Hitchens’ 2007 book, God Is Not Great,  may not convince entrenched believers of such a secular perspective but if you have even a merest shadow of a doubt of the higher being’s infallibility, I would urge you to read his arguments with an open mind.

At the very least the book should make you question the credibility of holy texts and the blind acceptance of religious teachings.

For us devoted atheists, it is simply cool to have someone to argue the case for non belief with such passion and eloquence.

Hitchens states four “irreducible objections” to religion: “that it wholly misrepresents the origins of man and the cosmos,that because of this original error it manages to combine the maximum of servility with the maximum of solipsism, that it is both the result and the cause of dangerous sexual repression, and that it is ultimately grounded on wish-thinking”.

As well as being a highly gifted writer, Hitchens is an erudite and witty public speaker with a wealth of anecdotes to add to his wide ranging knowledge of science, history and literature.
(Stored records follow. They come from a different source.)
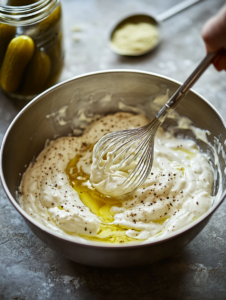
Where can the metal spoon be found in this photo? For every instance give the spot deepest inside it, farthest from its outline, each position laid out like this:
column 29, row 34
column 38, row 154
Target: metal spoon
column 148, row 19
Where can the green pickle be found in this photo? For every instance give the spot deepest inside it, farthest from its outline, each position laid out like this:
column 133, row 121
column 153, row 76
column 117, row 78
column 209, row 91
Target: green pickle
column 7, row 32
column 51, row 20
column 37, row 73
column 31, row 64
column 18, row 54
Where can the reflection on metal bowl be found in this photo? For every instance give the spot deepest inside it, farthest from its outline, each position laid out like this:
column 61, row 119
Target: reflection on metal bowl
column 68, row 107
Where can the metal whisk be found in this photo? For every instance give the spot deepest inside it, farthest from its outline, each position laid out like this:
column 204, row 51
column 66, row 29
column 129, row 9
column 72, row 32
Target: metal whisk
column 132, row 150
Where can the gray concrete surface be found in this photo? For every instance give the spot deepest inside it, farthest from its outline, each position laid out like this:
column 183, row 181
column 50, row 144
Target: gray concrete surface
column 28, row 269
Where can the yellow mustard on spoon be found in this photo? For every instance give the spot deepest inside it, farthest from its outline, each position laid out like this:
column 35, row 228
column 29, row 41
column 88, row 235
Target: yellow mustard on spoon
column 138, row 34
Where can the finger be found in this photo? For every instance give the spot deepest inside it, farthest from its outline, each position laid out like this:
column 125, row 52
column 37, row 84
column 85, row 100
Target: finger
column 220, row 63
column 214, row 31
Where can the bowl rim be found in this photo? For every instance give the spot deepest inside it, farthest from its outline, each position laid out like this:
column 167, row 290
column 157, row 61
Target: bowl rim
column 101, row 245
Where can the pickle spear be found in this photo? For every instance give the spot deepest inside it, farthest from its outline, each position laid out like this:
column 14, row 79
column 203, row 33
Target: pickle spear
column 7, row 32
column 51, row 20
column 37, row 73
column 17, row 57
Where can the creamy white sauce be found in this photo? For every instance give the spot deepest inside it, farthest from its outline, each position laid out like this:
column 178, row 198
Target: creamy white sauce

For him “literature, not scripture, sustains the soul”.

Tony Blair is only the latest in a long line of individuals who know to their cost what a formidable debater he is. Even when Hitchens is on very shaky ground  (notably as an apologist for Bush’s policy of regime change in Iraq) he always manages to argue his corner persuasively.

You may not always agree with him, but you can never accuse him of superficial thinking .

His charisma and arrogance can be seen to good effect in the talk and Q & A session for the launch of his best seller in which he defends the deliberately provocative subtitle ‘How Religion Poisons Everything‘.

Atheists are frequently portrayed as nihilistic in the mistaken belief that without faith there can be no morality. Hitchens roundly dismisses such claims and goes further by saying that religion itself is immoral due to the impossible precepts it demands.  Furthermore, he points out that people of faith are just as capable of committing terrible acts using the defence that God is on their side. Suicide bombers are just one extreme example of belief leading to barbarity.

My chief reservation about the book is that he occasionally gets bogged down in the weight of detail and forgets that it is often more effective to keep arguments simple.

Hitchens knows full well that he is partly preaching to the converted but he also wants to reach out to those who are sceptical about religion. At the end of the chapter The Tawdriness of the Miraculous , he  writes: “There are days when I miss my old convictions as if they were an amputated limb. But in general I feel better, and no less radical,  and you will feel better too, I guarantee, once you leave hold  of the doctrinaire and allow your chainless mind to do its own thinking”.

Long may he live – are you listening, God?